NASA Ignores Its Own Data on Solar Irradiance
Over the last few decades, NASA has launched numerous multimillion dollar satellites into space that measure solar radiation near the Earth.
Satellite measurements of irradiance started with the NIMBUS-7 in 1978. Then there’s the Earth Radiation Budget Satellite (ERBS) launched in 1984 and the Active Cavity Radiometer Irradiance Monitor (ACRIM) on the Upper Atmosphere Research Satellite (UARS) project launched in 1991.
Then there’s the Solar Radiation and Climate Experiment (SORCE), launched in 2003, which was then continued with the Total and Spectral Solar Irradiance Sensor (TSIS-1), deployed as part of the International Space Station (ISS), which will see its second iteration, TSIS-2, launched in May of 2025.
Previous research from these measurements showed a regular increase in solar irradiance over time, like this 2003 paper from Advances in Space Research.
Investigative Economics previously highlighted how both NASA’s more recent SORCE and POWER data sets showed a steady increase of solar irradiance over the last two decades.
But on their website dedicated to climate, NASA insists that solar radiation has declined in recent years and therefore is not a driver of growing atmospheric temperatures:
The amount of solar energy Earth receives has followed the Sun’s natural 11-year cycle of small ups and downs, with no net increase since the 1950s. Over the same period, global temperature has risen markedly. It is therefore extremely unlikely that the Sun has caused the observed global temperature warming trend over the past half-century.
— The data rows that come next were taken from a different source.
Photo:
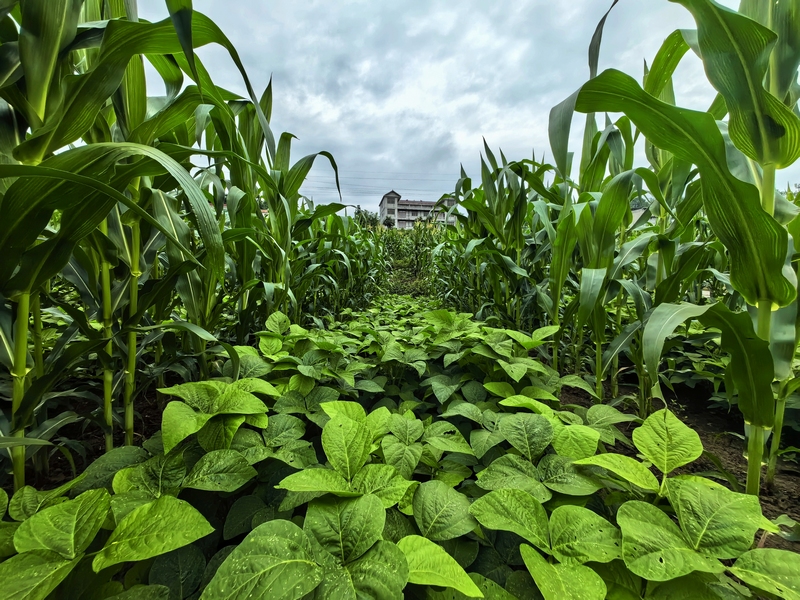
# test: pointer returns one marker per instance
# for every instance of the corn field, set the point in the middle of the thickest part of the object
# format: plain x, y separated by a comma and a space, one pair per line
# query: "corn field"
491, 408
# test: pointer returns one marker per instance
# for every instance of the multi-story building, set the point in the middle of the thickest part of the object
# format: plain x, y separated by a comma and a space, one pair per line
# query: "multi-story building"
405, 212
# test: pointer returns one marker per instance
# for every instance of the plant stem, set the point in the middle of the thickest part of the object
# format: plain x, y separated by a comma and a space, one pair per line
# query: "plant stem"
556, 344
755, 451
108, 374
19, 374
38, 357
768, 189
598, 367
755, 442
130, 372
780, 409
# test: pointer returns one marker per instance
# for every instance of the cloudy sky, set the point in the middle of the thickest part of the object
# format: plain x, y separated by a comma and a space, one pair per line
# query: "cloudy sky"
403, 93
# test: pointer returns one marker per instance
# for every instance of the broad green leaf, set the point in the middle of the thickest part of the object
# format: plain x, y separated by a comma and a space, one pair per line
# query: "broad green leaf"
240, 516
563, 248
771, 570
274, 561
515, 511
282, 429
33, 575
158, 476
463, 409
520, 401
530, 434
378, 422
67, 528
499, 388
513, 472
407, 431
101, 472
562, 582
220, 471
578, 536
200, 395
144, 592
625, 467
317, 480
383, 481
429, 564
561, 475
401, 456
351, 410
150, 530
716, 521
654, 548
346, 527
751, 365
575, 441
661, 324
591, 286
667, 442
278, 323
446, 437
347, 444
7, 531
603, 415
736, 52
180, 570
732, 206
441, 512
482, 441
381, 573
179, 421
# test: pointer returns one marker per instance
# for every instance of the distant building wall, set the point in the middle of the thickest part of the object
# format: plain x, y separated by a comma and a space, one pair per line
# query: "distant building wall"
405, 212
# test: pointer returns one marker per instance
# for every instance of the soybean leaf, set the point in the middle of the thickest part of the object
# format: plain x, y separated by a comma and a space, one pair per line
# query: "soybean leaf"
774, 571
578, 536
33, 575
274, 561
515, 511
667, 442
180, 571
383, 481
381, 573
513, 472
717, 521
654, 548
346, 527
561, 475
625, 467
347, 444
317, 480
66, 528
220, 471
562, 582
152, 529
403, 457
530, 434
429, 564
441, 512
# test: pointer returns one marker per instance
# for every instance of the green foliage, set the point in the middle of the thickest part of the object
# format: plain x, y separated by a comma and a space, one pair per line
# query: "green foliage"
321, 439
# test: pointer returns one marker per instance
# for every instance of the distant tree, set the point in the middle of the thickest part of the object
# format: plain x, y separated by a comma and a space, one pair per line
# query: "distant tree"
794, 195
367, 218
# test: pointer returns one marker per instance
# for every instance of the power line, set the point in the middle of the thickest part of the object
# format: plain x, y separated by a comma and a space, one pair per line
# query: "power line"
341, 177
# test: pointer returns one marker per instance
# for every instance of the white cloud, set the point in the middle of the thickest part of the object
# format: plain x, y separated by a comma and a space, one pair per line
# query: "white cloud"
403, 93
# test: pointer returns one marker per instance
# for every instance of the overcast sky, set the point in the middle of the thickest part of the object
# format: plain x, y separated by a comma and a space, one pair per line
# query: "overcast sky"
402, 93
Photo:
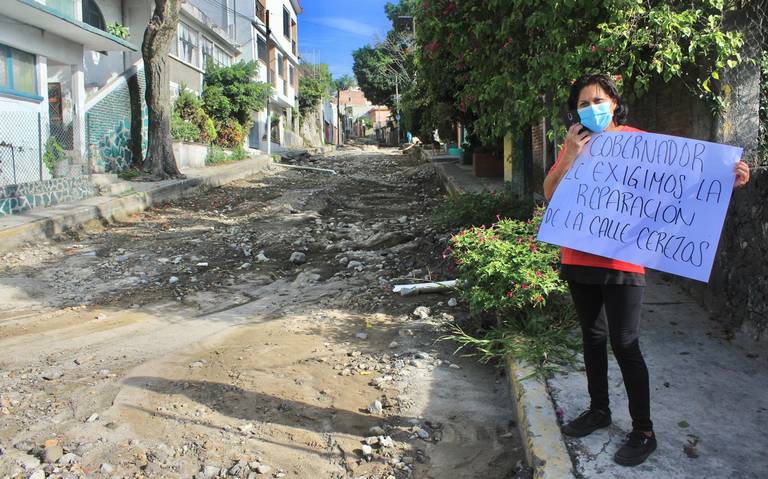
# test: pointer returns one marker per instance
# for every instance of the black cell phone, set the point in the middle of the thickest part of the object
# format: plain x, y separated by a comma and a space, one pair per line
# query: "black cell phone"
570, 118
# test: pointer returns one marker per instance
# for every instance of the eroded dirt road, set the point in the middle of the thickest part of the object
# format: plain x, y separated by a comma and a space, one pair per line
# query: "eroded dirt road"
184, 342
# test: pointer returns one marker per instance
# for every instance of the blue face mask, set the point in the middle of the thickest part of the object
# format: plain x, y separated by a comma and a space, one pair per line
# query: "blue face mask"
596, 118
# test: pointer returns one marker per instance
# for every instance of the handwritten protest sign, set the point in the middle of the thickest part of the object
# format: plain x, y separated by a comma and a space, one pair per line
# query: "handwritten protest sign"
649, 199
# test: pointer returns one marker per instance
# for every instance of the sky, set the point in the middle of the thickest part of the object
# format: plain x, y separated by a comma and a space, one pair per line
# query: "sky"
329, 30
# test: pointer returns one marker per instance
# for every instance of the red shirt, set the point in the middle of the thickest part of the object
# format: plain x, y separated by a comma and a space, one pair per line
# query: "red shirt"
571, 256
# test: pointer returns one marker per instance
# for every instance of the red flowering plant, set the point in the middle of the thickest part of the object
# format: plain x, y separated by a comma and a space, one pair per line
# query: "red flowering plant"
504, 271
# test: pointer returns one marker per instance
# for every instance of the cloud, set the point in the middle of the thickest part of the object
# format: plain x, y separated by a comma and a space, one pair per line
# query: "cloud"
347, 25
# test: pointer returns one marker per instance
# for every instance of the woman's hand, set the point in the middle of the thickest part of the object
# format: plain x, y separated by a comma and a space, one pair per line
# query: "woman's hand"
575, 141
742, 174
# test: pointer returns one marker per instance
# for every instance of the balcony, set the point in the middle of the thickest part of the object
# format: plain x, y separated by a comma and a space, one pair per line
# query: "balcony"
261, 12
65, 7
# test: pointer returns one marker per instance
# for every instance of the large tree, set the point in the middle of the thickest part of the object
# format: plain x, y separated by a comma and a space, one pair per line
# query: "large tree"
160, 160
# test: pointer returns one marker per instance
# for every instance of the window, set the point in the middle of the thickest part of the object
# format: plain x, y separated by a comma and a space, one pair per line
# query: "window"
17, 73
286, 23
92, 15
188, 45
261, 46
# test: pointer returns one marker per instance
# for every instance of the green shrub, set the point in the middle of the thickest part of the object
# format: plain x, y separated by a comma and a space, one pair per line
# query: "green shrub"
230, 134
184, 130
505, 272
216, 155
475, 209
53, 155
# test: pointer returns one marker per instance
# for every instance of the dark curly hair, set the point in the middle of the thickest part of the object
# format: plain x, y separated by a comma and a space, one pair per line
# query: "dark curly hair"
605, 82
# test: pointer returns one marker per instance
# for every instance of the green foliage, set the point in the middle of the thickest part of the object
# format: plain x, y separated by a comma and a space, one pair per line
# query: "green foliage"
53, 155
503, 271
314, 85
494, 60
477, 209
230, 92
400, 9
216, 155
118, 30
230, 133
184, 130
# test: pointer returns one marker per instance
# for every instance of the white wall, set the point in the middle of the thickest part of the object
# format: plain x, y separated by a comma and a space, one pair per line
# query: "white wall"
99, 67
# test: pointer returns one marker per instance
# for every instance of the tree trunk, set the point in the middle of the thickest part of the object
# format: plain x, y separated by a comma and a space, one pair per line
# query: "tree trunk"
154, 49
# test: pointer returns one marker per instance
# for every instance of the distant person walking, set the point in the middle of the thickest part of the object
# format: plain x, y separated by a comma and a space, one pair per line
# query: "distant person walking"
607, 293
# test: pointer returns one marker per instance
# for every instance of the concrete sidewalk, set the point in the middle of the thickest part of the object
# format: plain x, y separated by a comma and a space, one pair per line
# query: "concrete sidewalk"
709, 396
45, 223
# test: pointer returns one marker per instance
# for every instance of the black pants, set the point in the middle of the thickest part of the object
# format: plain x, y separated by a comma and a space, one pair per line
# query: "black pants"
614, 311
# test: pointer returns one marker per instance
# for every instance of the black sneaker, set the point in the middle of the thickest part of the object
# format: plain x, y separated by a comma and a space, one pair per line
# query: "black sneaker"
588, 422
636, 449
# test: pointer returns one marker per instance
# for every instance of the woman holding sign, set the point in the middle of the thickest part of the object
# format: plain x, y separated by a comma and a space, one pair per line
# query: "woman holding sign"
600, 284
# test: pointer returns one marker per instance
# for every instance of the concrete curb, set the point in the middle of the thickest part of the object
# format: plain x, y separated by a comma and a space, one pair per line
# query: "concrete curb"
545, 449
37, 225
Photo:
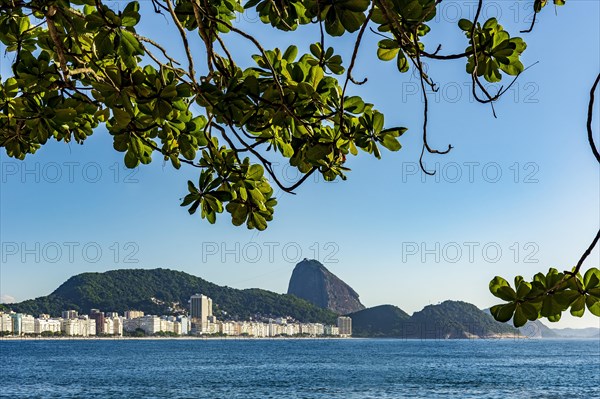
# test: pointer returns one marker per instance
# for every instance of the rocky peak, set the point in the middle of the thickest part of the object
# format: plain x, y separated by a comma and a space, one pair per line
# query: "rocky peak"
312, 281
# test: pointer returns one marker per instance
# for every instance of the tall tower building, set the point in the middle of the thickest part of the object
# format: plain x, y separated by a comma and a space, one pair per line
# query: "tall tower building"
200, 311
345, 326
While NASA has numerous satellite-based data sets to choose from, they based their analysis on the Spectral And Total Irradiance REconstructions (SATIRE)-T2 data from the Max Planck Institute for Solar System Research, a German research institution. The SATIRE data is a reconstruction of solar irradiance based on solar magnetograms—images of the sun’s surface based on magnetic waves.
But basing irradiance on magnetograms is measuring solar strength at or close to the surface of the sun. It’s not how much is received by the Earth, which is highly dependent on the orbit and angle of the Earth relative to the sun and potentially other factors. Instead of magnetograms, satellites in the Earth’s orbit would ostensibly provide a closer measure of received solar radiation.
Solar Output Variance Is Minimal
According to the University of Colorado’s Laboratory for Atmospheric and Space Physics, radiation coming from the sun varies “by only small fractions of one percent” over the course of its 11 year solar cycle, and that can potentially have an effect on climate.
But that’s minimal compared to other factors like variations in orbit and precession of the Earth which effect how much energy is received from the sun, otherwise known as the Milanković theory. Those changes can lead to a variance in insolation of 25 percent.
In 1997, the Milanković theory was the de facto theory of climate change.